Tibetan Buddhists traditionally choose the Dalai Lama through a ritual quest, which can take years, with a traveling committee looking for signs that a young child may be the reincarnation of the last spiritual leader.

The charismatic XNUMXth Dalai Lama has slowed down his once brisk pace of travel and has been hospitalized last April for a lung infection, but he wants to be reassuring about his state of health.

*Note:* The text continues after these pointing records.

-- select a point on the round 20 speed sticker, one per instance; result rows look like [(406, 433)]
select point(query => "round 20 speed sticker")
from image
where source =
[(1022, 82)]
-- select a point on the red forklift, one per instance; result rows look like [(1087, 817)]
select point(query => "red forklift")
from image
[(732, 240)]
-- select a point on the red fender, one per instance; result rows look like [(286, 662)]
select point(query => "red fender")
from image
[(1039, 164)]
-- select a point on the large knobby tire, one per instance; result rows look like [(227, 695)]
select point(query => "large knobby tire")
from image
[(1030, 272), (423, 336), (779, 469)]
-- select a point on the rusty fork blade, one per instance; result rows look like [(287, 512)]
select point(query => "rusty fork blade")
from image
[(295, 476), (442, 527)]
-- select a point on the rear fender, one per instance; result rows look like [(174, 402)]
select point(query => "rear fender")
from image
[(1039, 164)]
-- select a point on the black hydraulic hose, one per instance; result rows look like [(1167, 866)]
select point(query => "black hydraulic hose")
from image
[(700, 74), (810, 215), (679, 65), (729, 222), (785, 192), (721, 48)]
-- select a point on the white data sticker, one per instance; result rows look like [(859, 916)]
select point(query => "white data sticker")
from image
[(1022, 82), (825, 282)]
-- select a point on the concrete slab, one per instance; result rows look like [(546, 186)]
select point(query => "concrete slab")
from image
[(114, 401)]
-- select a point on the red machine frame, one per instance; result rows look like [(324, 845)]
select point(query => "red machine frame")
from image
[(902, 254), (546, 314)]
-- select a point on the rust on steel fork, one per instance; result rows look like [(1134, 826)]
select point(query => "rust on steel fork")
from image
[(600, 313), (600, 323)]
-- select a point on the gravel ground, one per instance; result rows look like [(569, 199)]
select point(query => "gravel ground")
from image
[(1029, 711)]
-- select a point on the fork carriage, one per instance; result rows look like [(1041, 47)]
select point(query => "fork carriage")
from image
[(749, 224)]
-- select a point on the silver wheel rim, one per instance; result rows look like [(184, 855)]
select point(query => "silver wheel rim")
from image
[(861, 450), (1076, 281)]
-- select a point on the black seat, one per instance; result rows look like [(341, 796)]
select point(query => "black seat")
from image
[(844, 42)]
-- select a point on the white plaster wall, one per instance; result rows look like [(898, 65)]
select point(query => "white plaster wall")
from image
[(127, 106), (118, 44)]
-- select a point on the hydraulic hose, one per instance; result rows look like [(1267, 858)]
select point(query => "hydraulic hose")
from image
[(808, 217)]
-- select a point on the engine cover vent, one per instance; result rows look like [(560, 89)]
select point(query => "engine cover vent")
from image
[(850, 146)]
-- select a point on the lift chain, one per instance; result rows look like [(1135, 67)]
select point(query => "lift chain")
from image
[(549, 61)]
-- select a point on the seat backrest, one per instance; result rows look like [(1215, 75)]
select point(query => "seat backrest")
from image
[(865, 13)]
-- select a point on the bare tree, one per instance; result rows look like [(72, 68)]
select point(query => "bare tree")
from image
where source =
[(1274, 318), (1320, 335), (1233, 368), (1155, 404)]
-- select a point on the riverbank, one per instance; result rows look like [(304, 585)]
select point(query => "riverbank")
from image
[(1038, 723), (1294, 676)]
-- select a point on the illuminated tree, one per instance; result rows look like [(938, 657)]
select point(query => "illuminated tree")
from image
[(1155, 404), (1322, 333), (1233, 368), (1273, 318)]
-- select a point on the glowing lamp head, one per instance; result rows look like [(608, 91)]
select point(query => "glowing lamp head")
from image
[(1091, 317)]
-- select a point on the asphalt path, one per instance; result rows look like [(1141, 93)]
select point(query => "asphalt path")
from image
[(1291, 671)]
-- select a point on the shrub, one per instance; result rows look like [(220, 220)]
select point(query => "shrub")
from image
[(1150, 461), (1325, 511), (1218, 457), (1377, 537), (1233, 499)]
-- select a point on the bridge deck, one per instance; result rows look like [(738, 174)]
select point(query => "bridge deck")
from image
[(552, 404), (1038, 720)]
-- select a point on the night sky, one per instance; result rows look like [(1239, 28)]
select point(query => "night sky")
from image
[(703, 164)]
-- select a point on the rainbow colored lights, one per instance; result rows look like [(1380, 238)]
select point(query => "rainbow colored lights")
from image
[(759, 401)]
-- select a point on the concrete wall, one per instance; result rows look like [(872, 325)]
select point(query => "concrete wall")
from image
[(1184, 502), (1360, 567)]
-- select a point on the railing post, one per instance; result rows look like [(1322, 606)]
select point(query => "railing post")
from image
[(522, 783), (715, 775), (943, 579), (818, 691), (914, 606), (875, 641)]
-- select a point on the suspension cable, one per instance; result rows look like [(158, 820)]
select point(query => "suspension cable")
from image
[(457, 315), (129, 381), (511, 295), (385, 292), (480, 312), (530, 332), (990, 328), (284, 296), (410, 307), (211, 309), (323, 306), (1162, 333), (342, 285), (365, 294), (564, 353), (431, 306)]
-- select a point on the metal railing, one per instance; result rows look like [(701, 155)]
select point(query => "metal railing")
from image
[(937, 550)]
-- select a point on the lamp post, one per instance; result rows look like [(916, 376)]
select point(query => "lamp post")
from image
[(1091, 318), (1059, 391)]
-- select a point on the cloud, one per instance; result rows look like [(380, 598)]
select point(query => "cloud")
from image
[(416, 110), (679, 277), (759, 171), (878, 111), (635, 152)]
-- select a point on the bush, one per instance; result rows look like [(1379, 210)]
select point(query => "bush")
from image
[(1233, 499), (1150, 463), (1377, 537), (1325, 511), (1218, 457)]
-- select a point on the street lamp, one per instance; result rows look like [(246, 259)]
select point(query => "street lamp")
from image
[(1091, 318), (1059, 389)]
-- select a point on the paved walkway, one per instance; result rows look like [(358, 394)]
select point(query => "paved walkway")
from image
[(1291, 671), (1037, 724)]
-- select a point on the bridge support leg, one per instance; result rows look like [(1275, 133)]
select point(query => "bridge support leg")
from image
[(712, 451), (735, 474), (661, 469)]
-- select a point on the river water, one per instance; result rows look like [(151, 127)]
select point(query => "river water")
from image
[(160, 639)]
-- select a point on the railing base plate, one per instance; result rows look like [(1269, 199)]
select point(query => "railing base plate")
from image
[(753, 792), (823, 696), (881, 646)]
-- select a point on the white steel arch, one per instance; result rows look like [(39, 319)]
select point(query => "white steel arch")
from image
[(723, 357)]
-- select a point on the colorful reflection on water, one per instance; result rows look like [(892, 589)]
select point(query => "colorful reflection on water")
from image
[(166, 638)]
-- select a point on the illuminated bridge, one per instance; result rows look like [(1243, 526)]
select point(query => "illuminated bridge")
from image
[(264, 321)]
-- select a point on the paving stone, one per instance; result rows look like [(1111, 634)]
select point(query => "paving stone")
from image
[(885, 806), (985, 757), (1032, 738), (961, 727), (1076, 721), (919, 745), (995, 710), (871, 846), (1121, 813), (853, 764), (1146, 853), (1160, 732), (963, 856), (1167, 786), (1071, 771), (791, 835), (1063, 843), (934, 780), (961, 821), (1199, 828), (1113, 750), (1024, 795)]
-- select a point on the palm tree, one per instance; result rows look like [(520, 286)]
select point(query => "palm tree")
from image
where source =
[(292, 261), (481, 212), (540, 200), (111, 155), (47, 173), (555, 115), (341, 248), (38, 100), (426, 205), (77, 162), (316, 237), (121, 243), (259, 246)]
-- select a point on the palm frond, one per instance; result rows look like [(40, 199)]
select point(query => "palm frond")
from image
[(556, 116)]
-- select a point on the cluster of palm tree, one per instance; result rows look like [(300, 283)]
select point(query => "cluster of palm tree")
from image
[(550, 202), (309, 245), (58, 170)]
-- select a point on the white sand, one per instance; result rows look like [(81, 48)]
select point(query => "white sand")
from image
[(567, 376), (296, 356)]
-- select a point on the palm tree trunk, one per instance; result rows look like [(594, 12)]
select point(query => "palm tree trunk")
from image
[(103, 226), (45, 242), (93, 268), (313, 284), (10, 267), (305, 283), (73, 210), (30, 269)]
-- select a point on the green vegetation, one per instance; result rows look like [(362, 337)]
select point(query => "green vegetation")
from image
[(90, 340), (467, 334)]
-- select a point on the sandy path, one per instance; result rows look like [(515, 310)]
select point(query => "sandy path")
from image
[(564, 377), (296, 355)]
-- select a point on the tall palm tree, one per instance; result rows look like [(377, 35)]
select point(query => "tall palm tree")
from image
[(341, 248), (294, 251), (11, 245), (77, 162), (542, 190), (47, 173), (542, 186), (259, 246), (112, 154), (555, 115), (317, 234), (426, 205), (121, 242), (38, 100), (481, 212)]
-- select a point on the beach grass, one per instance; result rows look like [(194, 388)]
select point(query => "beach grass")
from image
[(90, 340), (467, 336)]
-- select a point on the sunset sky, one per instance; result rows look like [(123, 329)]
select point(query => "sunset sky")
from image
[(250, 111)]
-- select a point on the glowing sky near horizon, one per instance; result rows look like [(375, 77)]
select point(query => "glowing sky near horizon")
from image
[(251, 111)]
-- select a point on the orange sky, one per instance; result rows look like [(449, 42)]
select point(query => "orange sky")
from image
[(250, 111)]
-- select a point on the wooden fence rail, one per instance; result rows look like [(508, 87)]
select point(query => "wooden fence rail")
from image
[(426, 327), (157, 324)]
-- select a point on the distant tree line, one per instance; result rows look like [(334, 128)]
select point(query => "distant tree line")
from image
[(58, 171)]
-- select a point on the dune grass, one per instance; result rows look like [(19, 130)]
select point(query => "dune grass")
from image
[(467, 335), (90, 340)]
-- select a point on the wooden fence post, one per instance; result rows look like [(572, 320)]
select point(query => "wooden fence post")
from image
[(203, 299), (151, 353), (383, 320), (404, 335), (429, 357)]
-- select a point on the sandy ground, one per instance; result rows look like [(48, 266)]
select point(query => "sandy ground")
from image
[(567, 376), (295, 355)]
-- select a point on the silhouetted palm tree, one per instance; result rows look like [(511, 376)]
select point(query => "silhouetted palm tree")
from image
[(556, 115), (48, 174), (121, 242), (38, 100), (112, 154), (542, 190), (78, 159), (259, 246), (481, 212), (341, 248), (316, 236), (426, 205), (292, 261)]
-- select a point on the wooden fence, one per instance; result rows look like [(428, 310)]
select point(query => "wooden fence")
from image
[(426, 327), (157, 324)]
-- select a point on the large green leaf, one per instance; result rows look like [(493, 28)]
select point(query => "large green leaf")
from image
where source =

In exile in India since fleeing Tibet during a failed insurrection in 1959, he could nevertheless decide on a non-traditional process that would prevent China from having a say: he could choose himself, during his lifetime, his successor, possibly a daughter, or decreeing that he is the last Dalai Lama.

Tibetan activists and Beijing know that the death of Tenzin Gyatso, the most famous Buddhist monk on the planet, could put a stop to the quest for autonomy in the Himalayan region. The Chinese authorities could then take on the task of identifying his successor, in the hope of appointing someone more inclined to accept Beijing's stranglehold, as they had done in 1995. They then chose a young boy aged six years as the new Panchen Lama, another important leader of the Tibetan Buddhists, whom human rights organizations then described as the youngest political prisoner on the planet.


Source: AFP

photo of author

Fabrice Groult

Fabrice Groult is an adventurer, photographer and Buddhist who has traveled the world since a young age. After studying Buddhism in India, he embarked on an eighteen-month journey through Asia that took him to the Himalayas, where he discovered his passion for photography. Since then, he has traveled the world capturing images of Buddhist beauty and wisdom. He was a guide for ten years, and is now a journalist with Buddhist News.